Form and prevalence of negative examples in the Training Set when training a Custom NER SPACY model

To perform my task I must train a SPACY model with custom NER labels.

Now, I understand that the format of a "positive" training example --I use the term "positive" loosely to refer to a sentence in which the Named Entities of interest exist in the first place-- is the following:

(sentence, {'entities' : [(start1, end1, label1), (start2, end2, label2) ... ]})

I also understand that I should include "negative" examples in the training process -- i.e., sentences where the Named Entities of interest are not present.

I have then two questions:

  1. What should be the format of these "negative" examples? Possibly the following?

(sentence, {'entities' : []})

  1. What should be the proportion of "negative" examples?
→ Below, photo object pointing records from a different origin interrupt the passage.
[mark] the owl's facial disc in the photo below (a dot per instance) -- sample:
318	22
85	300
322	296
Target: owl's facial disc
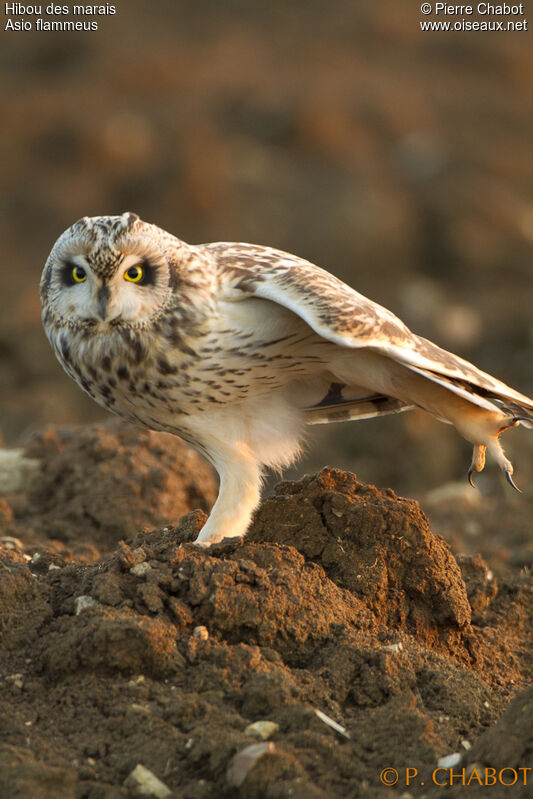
131	294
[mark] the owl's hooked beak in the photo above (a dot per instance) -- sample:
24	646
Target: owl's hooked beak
103	299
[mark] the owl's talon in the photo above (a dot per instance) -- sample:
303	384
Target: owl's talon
509	478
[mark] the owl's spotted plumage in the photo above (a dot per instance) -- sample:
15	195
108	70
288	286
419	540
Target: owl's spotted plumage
236	347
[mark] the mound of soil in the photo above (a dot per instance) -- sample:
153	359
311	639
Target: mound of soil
340	639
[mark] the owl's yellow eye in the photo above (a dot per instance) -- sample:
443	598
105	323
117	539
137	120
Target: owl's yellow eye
134	274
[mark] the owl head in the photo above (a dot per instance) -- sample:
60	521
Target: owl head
110	270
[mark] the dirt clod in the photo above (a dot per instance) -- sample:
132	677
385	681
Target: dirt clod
341	628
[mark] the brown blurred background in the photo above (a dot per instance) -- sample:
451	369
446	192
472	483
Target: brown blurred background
399	160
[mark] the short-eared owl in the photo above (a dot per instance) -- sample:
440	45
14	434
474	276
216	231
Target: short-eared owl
236	347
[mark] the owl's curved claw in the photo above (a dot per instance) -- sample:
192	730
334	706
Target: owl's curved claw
509	478
478	462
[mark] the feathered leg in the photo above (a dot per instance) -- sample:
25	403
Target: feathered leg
238	496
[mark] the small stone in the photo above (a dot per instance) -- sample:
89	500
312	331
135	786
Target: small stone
139	554
244	761
11	543
143	782
140	569
16	471
84	602
262	729
332	723
395	647
135	708
449	761
16	680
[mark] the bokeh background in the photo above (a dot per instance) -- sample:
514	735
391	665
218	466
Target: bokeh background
399	160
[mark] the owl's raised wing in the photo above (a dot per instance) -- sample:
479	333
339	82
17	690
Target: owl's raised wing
342	315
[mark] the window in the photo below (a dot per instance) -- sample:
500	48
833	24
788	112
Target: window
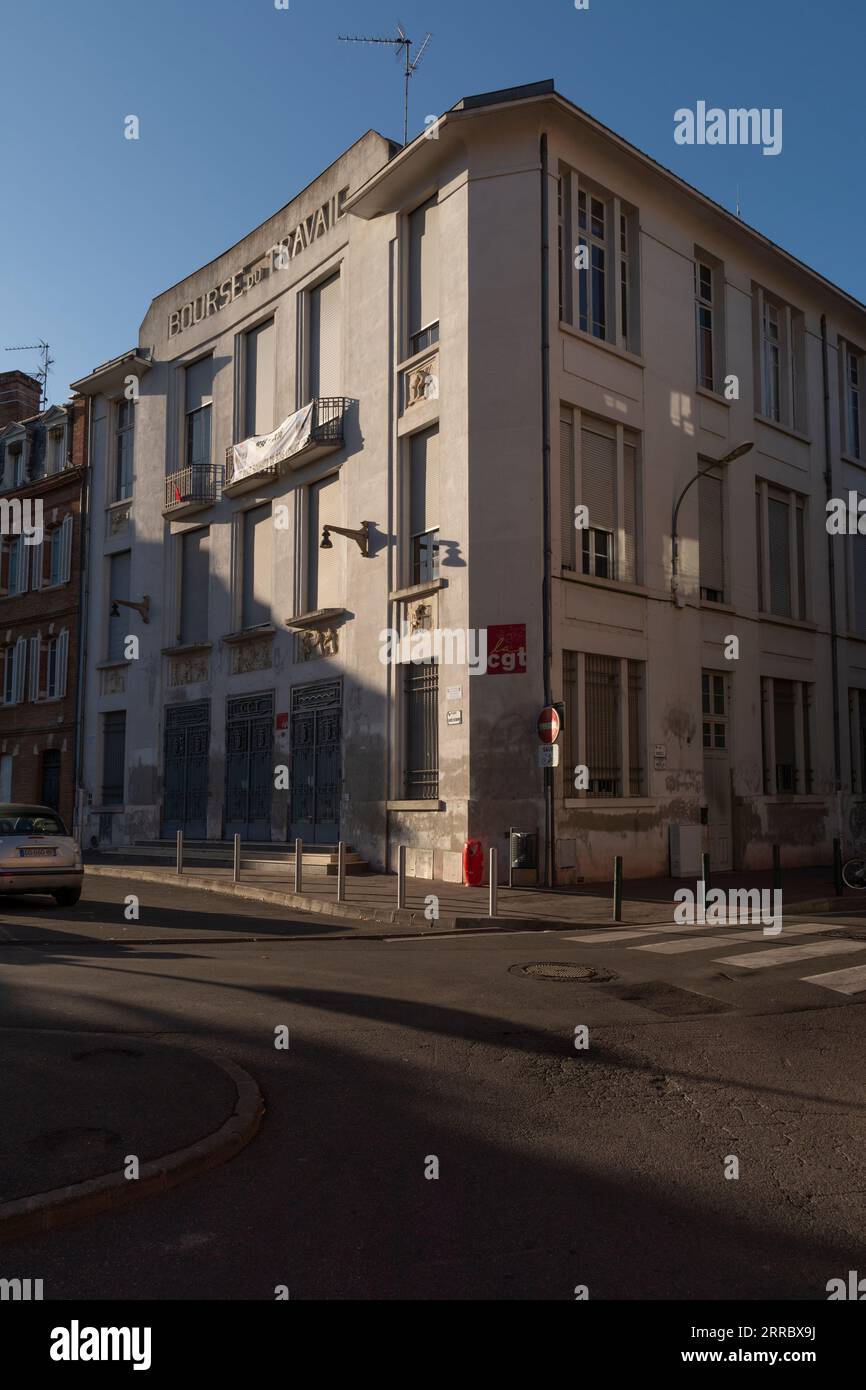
787	737
424	506
854	382
606	260
713	706
52	560
325	569
199	387
781	337
709	321
124	439
259	380
781	556
605	727
424	277
325	341
257	566
14	670
711	520
114	758
50	779
49	662
603	480
14	558
421	766
118	617
57	438
856	709
195	585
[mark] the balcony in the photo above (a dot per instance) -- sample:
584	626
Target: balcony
191	489
310	432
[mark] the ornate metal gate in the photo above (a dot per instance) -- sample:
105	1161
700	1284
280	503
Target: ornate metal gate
186	749
249	766
317	754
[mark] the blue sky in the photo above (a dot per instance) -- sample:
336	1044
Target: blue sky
241	104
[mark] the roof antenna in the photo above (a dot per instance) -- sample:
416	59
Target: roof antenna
410	63
42	373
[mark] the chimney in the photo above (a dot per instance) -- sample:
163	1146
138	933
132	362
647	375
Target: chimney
20	396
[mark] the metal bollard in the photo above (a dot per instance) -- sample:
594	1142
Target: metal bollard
617	887
401	876
341	872
837	868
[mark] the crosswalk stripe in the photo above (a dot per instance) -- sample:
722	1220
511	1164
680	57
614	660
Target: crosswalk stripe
688	944
784	955
844	982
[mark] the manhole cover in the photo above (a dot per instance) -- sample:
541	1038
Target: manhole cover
562	970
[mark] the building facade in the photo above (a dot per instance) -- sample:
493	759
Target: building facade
405	464
42	473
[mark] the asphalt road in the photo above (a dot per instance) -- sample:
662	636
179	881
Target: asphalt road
556	1166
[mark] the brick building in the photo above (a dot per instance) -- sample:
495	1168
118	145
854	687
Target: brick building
42	477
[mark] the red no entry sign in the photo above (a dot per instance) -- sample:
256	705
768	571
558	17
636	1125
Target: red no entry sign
548	724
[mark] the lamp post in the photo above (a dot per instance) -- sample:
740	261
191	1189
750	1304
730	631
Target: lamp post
674	540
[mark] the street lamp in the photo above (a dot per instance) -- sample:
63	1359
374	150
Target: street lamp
674	540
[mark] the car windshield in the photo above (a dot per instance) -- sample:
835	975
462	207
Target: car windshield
41	823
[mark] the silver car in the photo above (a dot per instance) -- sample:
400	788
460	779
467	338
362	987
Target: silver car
38	854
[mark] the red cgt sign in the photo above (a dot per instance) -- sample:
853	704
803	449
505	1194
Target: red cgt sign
506	649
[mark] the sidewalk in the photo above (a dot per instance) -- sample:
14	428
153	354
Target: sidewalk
77	1105
373	898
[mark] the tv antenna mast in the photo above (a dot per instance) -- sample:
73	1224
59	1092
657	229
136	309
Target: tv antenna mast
42	373
410	63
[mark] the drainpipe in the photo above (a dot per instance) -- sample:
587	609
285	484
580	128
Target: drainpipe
545	449
84	601
837	740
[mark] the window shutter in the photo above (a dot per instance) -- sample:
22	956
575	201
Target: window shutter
22	563
630	510
598	478
325	339
566	485
20	669
35	656
36	566
63	656
66	549
780	558
859	585
711	535
423	267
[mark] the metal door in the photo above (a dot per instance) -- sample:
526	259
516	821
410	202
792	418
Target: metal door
317	759
249	766
186	754
716	766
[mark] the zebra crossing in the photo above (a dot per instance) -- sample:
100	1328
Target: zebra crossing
776	951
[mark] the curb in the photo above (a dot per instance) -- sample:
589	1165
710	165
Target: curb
61	1205
348	911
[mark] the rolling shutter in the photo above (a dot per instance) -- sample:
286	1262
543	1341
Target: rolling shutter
711	534
566	487
325	339
598	477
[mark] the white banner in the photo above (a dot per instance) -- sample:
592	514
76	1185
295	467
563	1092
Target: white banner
263	451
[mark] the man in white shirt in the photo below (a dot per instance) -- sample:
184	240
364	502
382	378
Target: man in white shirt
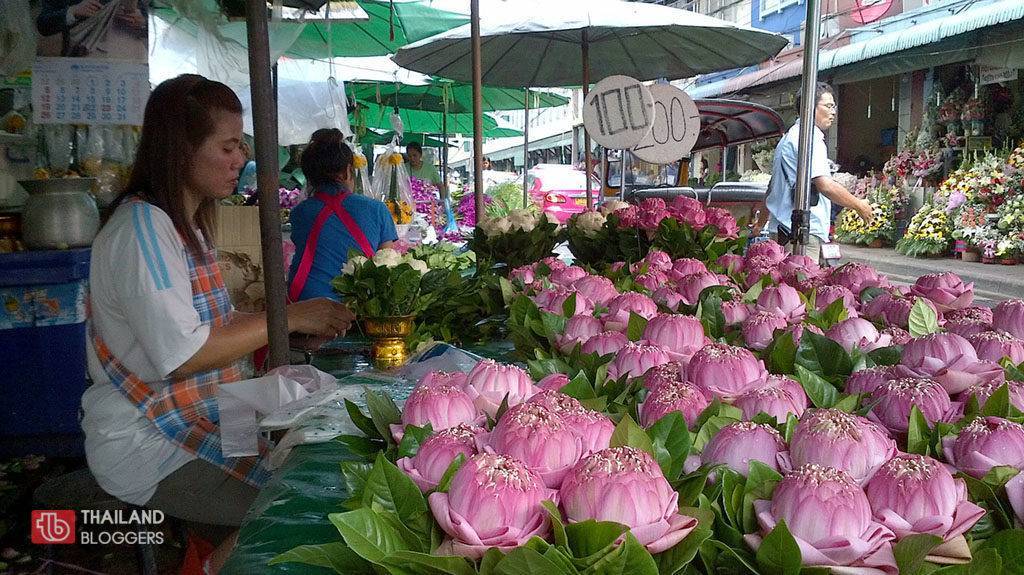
780	196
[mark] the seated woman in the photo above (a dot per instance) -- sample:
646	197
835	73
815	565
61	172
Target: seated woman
333	220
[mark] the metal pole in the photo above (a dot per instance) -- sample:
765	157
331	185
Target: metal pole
801	205
267	171
525	148
586	137
474	25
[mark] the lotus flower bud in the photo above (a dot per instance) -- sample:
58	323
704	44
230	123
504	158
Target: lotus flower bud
579	328
985	443
681	336
620	308
494	501
670	396
778	398
857	334
605	343
782	300
948	359
726	371
945	290
597	289
868	380
737	444
491	383
993	346
912	494
1009	316
895	398
691	285
759	329
428	466
636	358
968	321
829	517
841	440
625	485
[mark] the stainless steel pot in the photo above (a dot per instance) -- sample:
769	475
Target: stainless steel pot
58	214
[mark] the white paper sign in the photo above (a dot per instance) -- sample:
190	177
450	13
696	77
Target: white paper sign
91	91
619	112
677	124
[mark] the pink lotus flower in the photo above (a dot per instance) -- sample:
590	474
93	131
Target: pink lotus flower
737	444
440	405
993	346
857	277
731	262
620	308
605	343
912	494
539	437
494	501
782	300
859	334
428	466
625	485
945	290
691	285
948	359
491	383
670	396
553	382
636	358
673	371
868	380
830	519
841	440
579	328
597	289
723	220
985	443
759	329
668	297
1009	316
567	275
895	398
771	249
681	336
778	398
726	371
968	321
736	311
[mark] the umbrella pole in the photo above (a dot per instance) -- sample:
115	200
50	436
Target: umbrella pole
586	137
525	148
474	25
267	172
801	205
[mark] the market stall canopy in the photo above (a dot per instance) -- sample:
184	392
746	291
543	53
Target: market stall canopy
379	118
538	44
451	96
725	123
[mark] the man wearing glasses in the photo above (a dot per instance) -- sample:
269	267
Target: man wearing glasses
824	189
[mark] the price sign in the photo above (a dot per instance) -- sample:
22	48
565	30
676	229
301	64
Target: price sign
619	112
677	124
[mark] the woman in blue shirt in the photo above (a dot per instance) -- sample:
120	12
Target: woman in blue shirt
332	220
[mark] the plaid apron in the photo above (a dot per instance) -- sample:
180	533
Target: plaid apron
185	409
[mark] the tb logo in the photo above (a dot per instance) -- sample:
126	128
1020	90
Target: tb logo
49	527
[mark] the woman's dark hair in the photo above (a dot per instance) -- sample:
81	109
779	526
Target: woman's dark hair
326	157
179	117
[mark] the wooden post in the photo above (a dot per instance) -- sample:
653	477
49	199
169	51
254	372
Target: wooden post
267	179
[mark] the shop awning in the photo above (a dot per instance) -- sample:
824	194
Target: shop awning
895	39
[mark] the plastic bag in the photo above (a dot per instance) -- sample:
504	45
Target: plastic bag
391	184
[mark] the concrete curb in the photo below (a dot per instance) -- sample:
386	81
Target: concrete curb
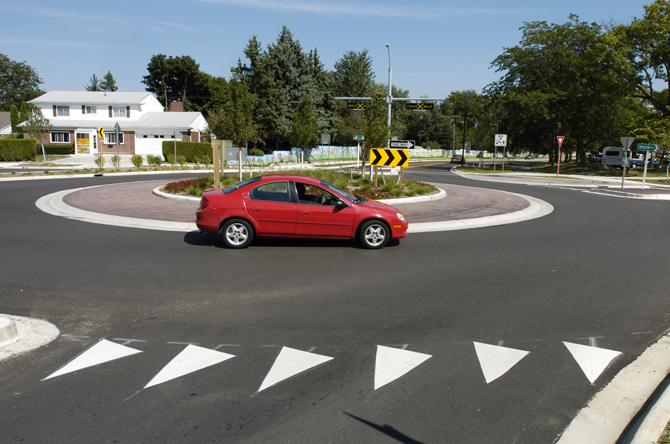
53	204
8	331
402	200
32	333
610	411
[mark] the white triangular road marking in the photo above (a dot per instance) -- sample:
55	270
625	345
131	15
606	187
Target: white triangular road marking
191	359
592	360
495	360
291	362
392	363
103	351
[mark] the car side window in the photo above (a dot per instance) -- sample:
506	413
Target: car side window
271	192
313	195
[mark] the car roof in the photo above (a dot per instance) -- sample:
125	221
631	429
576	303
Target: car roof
294	177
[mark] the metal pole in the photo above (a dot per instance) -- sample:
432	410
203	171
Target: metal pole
644	176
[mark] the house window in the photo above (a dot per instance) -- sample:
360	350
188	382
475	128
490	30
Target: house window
60	137
111	138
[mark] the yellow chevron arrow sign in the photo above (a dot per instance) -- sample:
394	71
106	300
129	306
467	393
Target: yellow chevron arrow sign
389	157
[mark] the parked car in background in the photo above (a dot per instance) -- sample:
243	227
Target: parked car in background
294	206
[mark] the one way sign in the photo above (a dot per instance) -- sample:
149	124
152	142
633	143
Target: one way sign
402	144
389	157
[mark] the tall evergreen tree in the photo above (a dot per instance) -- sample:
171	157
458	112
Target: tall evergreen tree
108	82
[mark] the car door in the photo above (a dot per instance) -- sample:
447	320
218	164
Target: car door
271	207
319	216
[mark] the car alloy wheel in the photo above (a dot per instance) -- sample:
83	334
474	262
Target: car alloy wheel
237	233
374	234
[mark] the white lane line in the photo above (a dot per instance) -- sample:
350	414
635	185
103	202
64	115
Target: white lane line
393	363
103	351
496	360
191	359
289	363
592	360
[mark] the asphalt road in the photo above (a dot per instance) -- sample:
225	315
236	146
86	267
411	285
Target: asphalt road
592	272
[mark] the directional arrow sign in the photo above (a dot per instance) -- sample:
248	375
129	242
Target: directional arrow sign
389	157
402	144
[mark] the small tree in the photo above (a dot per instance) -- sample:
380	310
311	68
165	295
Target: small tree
38	127
14	118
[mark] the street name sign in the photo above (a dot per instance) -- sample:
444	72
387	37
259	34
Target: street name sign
389	157
501	140
646	147
402	144
419	106
356	105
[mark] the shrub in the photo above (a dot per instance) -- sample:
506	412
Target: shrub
154	160
56	150
13	150
190	150
256	152
137	160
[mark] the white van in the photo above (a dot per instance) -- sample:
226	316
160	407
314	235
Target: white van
614	156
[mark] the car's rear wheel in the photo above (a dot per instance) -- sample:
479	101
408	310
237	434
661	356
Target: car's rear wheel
374	234
237	233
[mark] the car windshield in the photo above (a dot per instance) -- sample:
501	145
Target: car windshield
358	200
241	184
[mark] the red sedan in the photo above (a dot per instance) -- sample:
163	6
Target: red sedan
296	206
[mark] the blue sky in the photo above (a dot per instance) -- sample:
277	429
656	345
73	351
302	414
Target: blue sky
436	46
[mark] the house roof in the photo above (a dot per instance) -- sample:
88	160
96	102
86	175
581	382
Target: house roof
149	121
92	97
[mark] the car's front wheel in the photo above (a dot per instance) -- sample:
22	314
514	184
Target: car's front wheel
374	234
237	233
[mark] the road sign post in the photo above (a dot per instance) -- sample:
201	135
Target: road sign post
647	148
101	142
560	140
626	142
499	140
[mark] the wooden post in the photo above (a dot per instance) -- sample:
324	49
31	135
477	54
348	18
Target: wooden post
216	163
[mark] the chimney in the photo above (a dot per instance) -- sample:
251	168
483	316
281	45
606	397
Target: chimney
177	107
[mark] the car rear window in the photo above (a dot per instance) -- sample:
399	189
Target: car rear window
241	184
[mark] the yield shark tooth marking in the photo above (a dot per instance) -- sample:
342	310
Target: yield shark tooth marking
291	362
103	351
191	359
592	360
392	363
496	360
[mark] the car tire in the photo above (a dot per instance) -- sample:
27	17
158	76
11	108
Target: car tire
236	233
374	234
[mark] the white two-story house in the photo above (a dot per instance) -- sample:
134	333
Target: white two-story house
75	117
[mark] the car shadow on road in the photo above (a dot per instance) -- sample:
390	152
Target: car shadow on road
386	430
199	239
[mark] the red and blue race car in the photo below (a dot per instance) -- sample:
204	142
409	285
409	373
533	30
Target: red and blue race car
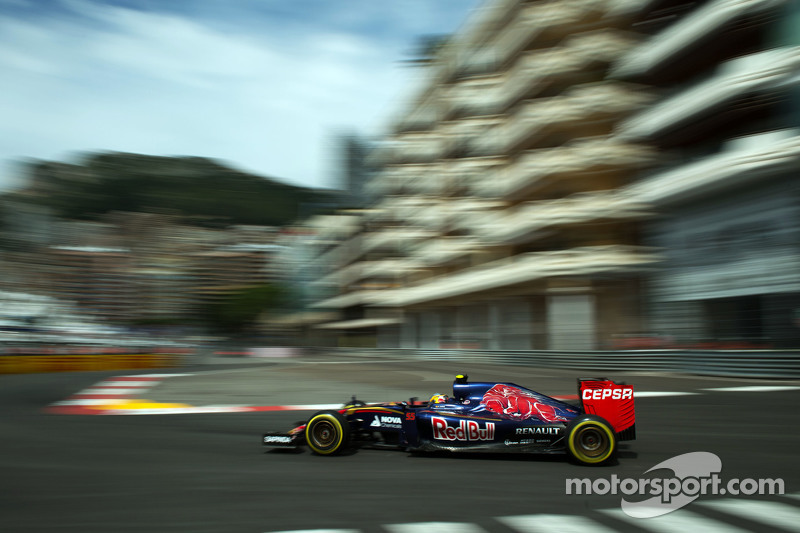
479	417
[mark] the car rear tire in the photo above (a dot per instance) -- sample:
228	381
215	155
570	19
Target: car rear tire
327	433
591	440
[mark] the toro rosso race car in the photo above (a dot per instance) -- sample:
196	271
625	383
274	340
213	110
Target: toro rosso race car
479	417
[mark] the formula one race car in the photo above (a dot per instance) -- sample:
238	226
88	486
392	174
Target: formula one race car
479	417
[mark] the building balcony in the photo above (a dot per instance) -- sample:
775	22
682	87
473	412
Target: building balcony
522	269
418	147
441	251
393	239
350	299
688	32
546	21
757	73
528	219
536	168
743	161
571	62
585	110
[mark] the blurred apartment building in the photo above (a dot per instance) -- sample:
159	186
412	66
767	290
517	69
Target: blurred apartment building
499	221
136	267
727	126
573	173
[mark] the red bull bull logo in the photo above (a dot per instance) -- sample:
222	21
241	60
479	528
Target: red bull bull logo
467	430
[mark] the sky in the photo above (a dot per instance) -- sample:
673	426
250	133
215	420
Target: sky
263	85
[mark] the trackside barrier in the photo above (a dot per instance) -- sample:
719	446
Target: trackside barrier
732	363
25	364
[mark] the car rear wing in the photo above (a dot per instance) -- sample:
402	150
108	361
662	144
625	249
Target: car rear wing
611	401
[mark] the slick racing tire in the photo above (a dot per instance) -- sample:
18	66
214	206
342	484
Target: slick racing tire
327	433
591	440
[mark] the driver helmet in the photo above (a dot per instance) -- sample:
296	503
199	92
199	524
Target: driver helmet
439	398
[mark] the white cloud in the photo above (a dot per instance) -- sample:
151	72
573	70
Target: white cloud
103	77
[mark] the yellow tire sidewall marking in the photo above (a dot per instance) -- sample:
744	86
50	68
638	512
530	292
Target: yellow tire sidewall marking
336	423
580	455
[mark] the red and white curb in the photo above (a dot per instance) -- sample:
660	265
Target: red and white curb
122	395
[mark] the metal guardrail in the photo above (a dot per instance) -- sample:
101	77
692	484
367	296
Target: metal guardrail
732	363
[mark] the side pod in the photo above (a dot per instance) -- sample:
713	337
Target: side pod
611	401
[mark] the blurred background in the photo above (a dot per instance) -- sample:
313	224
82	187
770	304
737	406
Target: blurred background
567	175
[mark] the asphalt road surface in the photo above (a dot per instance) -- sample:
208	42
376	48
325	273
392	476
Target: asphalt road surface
208	472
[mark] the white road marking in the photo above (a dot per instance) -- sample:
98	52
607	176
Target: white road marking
113	391
546	523
434	527
126	383
660	394
92	401
678	521
772	513
754	388
321	531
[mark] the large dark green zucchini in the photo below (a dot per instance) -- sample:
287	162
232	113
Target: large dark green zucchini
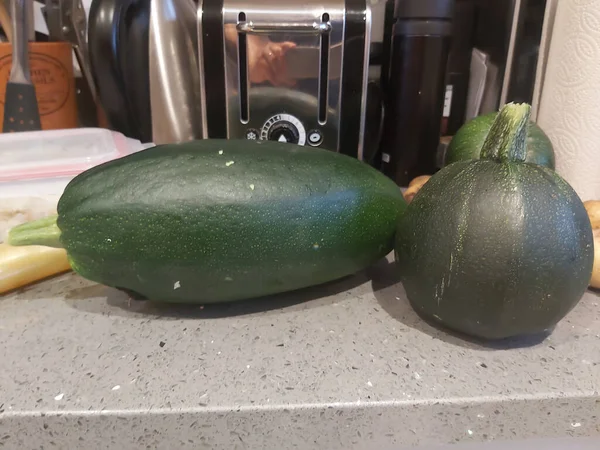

I.e., if I train the model with 10,000 examples how many of those should be "negative" and how many "positive" in the sense I have given to these words?

Hi Alex,

We've been working hard on reforming the data handling stuff in spaCy for v3, as some aspects of this were a bit hard to use in v2. You can find more details about it in the docs here: https://spacy.io/usage/training

We do have to stay focused on Prodigy-related usage. Some of your questions (e.g. how many sentences without entities) are also quite general issues about machine learning. The general tip there is that you usually want to approximate the distribution of data you'll find at runtime, so you want a number of entity-less sentences that approximates the proportion of such sentences in the text you expect to analyse. There can be situations where it's useful to over-sample the positive cases though, it's ultimately an empirical question.